The midpoint of Miller's run (as writer/ artist) is Daredevil 181. It was at the time the most shocking comic I've ever read. Which wasn't saying much in 1982 / 1983, as I'd read only a few dozen comics. Regardless, this continues to define "event comic" for me (as do the Death of Phoenix and Days of Future Passed stories in X-Men.)

These few screencaps don't do it anywhere near justice.

I mean, good lord, that's brutal as hell. Forget about "Luke, I am your father," though that, too, of course, sent shockwaves through my brain. This slaying of Elektra exploded my world at the time and still makes me gasp. As much as this next sequence puts a lump in my throat.


Plenty of writers and artists have played the "girlfriend brutally murdered" card. (In comics, this trope would even develop a name: the women in refrigerators syndrome.) But this goes so far beyond tropes for me. I could no more look at this as "just another example of violence against women" as I could look at JFK as "just another victim of gun violence." This was all the bloody, shocking impact of death and violence (and what Daredevil and by extension all heroes fight agains) in a handful of panels. I've heard older comics fans talk about the death of Ferro Lad in Adventure Comics in a similar way, but this was the death of Ferro Lad on an exponential level. We see the brutality of murder and share the trauma, rage, and anguish that comes in its wake. 

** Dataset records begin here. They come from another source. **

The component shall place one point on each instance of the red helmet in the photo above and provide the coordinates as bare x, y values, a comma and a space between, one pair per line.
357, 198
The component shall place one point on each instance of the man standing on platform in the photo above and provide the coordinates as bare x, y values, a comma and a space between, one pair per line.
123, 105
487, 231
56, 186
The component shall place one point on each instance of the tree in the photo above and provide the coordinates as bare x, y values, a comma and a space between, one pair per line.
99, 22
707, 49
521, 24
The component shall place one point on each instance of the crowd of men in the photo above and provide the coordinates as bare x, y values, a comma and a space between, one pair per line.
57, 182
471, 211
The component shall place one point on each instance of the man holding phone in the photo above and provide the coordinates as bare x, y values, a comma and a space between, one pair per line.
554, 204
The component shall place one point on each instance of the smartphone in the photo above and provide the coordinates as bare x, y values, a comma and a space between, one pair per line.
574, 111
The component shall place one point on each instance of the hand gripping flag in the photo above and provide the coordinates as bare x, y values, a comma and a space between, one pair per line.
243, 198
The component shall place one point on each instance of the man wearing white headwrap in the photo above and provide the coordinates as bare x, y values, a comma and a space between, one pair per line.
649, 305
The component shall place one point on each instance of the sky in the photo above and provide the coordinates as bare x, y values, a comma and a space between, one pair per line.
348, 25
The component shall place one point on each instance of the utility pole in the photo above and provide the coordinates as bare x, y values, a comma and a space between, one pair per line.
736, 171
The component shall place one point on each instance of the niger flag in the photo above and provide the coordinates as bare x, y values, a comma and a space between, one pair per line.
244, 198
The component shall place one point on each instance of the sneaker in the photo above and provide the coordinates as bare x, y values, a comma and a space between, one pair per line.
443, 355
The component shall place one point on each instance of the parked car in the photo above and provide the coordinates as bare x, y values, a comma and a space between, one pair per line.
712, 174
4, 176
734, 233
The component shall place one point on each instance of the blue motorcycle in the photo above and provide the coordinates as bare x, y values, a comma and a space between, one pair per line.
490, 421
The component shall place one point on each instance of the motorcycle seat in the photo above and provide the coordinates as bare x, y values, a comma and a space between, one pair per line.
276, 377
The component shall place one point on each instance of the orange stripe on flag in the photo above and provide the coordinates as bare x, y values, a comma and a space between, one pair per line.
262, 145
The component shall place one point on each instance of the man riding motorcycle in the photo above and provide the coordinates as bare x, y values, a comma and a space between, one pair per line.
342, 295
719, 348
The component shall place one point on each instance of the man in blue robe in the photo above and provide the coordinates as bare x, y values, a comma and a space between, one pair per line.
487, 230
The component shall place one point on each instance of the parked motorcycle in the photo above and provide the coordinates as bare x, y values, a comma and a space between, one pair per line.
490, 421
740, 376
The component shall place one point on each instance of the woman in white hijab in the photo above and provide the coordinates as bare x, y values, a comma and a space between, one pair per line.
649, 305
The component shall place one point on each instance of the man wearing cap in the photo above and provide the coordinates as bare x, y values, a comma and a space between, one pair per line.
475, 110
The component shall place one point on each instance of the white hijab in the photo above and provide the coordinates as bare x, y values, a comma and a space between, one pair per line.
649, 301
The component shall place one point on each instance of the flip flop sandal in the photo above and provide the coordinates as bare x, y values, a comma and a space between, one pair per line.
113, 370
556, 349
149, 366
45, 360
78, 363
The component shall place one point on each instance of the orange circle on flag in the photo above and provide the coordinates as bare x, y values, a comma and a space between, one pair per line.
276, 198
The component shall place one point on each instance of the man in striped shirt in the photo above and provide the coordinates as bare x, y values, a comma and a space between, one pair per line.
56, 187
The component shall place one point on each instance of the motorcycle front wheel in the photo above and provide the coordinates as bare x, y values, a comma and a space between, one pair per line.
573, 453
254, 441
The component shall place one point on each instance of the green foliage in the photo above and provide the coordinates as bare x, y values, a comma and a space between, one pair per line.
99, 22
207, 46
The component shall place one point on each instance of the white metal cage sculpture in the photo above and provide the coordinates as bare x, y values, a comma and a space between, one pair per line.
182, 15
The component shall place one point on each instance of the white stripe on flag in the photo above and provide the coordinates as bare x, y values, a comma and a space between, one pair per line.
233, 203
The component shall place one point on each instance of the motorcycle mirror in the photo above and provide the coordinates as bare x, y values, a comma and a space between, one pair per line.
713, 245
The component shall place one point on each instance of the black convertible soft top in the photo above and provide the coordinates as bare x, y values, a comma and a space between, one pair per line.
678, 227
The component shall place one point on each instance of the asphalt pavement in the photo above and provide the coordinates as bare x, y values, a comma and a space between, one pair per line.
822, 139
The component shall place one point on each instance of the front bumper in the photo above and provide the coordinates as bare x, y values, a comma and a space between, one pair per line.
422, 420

And Bullseye doesn't even realize he's slain his arch-enemy's greatest love:


He figures out Daredevil's secret identity but convinces himself that he's wrong. This lends Bullseye's parting narration at issue's end even more gut-punching irony.

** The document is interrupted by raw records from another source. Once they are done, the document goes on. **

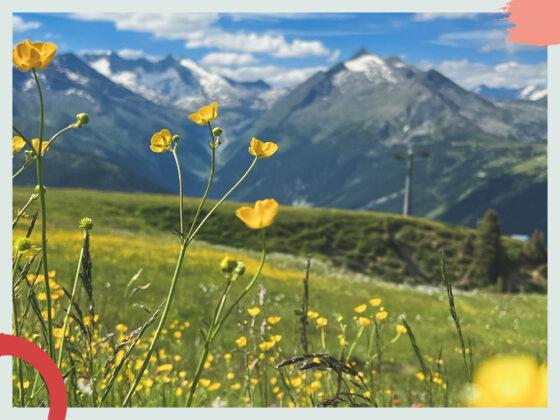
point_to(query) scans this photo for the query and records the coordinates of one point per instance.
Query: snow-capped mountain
(530, 92)
(182, 83)
(338, 132)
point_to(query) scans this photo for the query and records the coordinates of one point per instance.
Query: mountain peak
(362, 51)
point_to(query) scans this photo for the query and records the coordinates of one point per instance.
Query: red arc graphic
(26, 350)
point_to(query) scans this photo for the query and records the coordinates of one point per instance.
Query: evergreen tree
(488, 252)
(534, 250)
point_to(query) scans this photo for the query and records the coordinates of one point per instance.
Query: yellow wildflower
(375, 301)
(312, 314)
(321, 322)
(364, 322)
(241, 341)
(121, 328)
(510, 381)
(17, 144)
(262, 150)
(360, 308)
(381, 315)
(296, 382)
(161, 141)
(401, 329)
(259, 217)
(29, 55)
(205, 114)
(254, 311)
(214, 387)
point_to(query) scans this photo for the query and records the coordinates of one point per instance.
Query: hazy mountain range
(338, 132)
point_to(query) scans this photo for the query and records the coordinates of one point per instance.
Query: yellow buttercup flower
(259, 217)
(360, 308)
(364, 322)
(262, 150)
(29, 55)
(205, 114)
(254, 311)
(44, 146)
(241, 341)
(510, 381)
(381, 315)
(321, 322)
(312, 314)
(375, 301)
(401, 329)
(161, 141)
(17, 144)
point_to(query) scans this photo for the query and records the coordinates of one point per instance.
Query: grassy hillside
(132, 232)
(388, 246)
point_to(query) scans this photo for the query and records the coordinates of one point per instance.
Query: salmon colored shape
(537, 22)
(26, 350)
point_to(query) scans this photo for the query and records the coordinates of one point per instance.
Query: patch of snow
(102, 66)
(302, 203)
(533, 93)
(372, 66)
(75, 77)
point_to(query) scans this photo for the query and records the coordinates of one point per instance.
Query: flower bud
(86, 224)
(228, 264)
(240, 269)
(23, 244)
(82, 119)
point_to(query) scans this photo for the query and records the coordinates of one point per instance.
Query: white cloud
(483, 40)
(162, 25)
(508, 74)
(200, 30)
(228, 59)
(275, 45)
(20, 25)
(425, 17)
(276, 76)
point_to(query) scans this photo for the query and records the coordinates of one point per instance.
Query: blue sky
(284, 49)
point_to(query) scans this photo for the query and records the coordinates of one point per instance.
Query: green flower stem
(22, 211)
(69, 310)
(40, 182)
(30, 161)
(210, 181)
(185, 242)
(226, 195)
(161, 323)
(218, 322)
(180, 177)
(353, 346)
(19, 365)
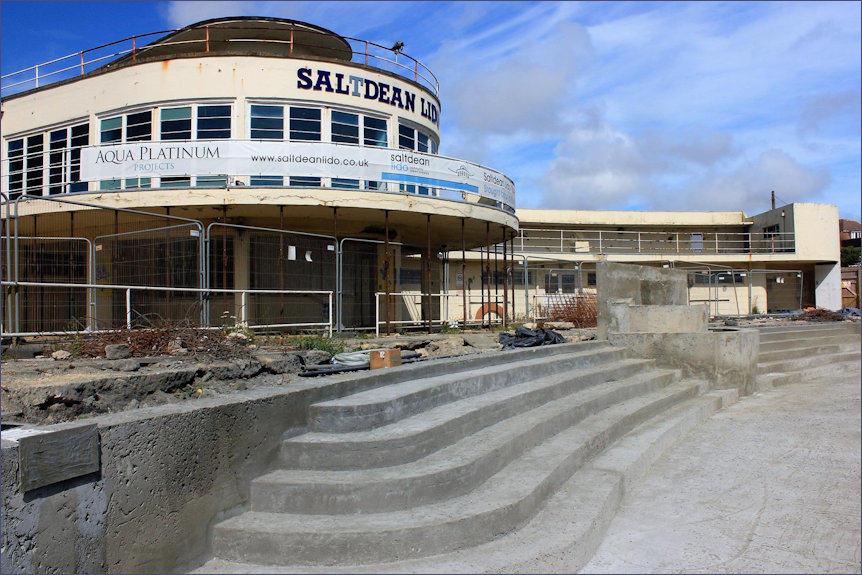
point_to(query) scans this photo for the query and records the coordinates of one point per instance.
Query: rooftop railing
(652, 242)
(138, 46)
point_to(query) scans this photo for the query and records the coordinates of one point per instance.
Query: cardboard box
(385, 358)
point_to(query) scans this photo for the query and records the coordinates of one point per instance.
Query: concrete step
(598, 487)
(804, 341)
(502, 503)
(449, 472)
(814, 347)
(384, 405)
(827, 367)
(802, 363)
(417, 436)
(343, 385)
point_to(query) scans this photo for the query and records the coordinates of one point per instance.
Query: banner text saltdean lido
(338, 83)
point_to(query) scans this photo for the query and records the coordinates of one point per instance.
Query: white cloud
(595, 167)
(749, 186)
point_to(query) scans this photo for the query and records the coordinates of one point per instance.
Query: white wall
(827, 286)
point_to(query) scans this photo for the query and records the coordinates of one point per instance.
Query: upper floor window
(201, 122)
(47, 162)
(305, 124)
(213, 122)
(135, 127)
(410, 138)
(176, 123)
(267, 122)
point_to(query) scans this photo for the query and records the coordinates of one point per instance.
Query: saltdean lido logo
(462, 171)
(357, 86)
(406, 162)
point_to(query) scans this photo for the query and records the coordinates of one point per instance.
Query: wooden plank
(58, 455)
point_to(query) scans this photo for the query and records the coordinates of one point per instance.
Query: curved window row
(48, 162)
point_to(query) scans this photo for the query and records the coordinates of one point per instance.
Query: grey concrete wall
(166, 474)
(621, 285)
(726, 358)
(657, 318)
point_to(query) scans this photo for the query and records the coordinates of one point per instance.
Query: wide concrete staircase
(456, 453)
(794, 353)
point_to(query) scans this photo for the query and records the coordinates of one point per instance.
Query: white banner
(263, 158)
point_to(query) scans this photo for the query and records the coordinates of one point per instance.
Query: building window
(15, 153)
(202, 122)
(139, 127)
(409, 138)
(345, 127)
(771, 231)
(305, 124)
(126, 128)
(176, 123)
(29, 156)
(267, 122)
(35, 161)
(213, 122)
(375, 132)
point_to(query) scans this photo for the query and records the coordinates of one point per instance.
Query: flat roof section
(244, 36)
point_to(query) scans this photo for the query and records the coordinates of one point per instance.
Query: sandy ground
(769, 485)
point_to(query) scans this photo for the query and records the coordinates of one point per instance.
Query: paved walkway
(768, 485)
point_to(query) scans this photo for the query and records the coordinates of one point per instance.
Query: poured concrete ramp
(455, 460)
(770, 484)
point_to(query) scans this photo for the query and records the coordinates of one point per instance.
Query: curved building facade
(246, 155)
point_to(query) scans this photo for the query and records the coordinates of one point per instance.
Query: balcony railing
(79, 63)
(652, 242)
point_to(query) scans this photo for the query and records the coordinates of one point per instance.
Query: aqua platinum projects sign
(322, 160)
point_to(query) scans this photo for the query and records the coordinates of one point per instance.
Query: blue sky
(620, 105)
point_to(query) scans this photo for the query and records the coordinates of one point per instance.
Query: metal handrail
(417, 71)
(593, 241)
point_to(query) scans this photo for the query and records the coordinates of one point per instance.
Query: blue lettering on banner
(340, 89)
(304, 75)
(371, 90)
(428, 181)
(321, 80)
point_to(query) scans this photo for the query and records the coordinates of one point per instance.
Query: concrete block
(385, 358)
(55, 456)
(117, 351)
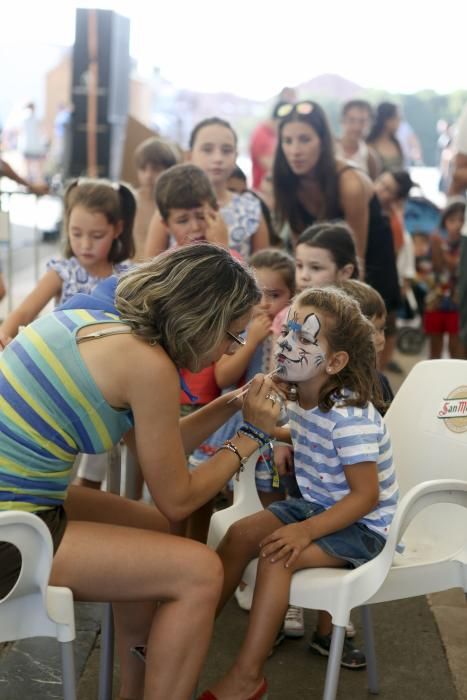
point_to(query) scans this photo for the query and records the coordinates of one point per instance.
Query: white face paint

Before we close this installment, Matt spends the rest of next issue in aggressive denial over her death.


His obsession drives him to exhume the body in the cemetery and he finally surrenders to the overwhelming reality and totality of his grief.


As with that other shocking death from 1982, Elektra would return, but at least for the rest of my time as a Marvel reader, she and Matt never actually reunited. (More on this in pt. 4.) This lent Elektra's death (and Matt's falling apart over it) a weight no other comics death has ever had nor likely ever will.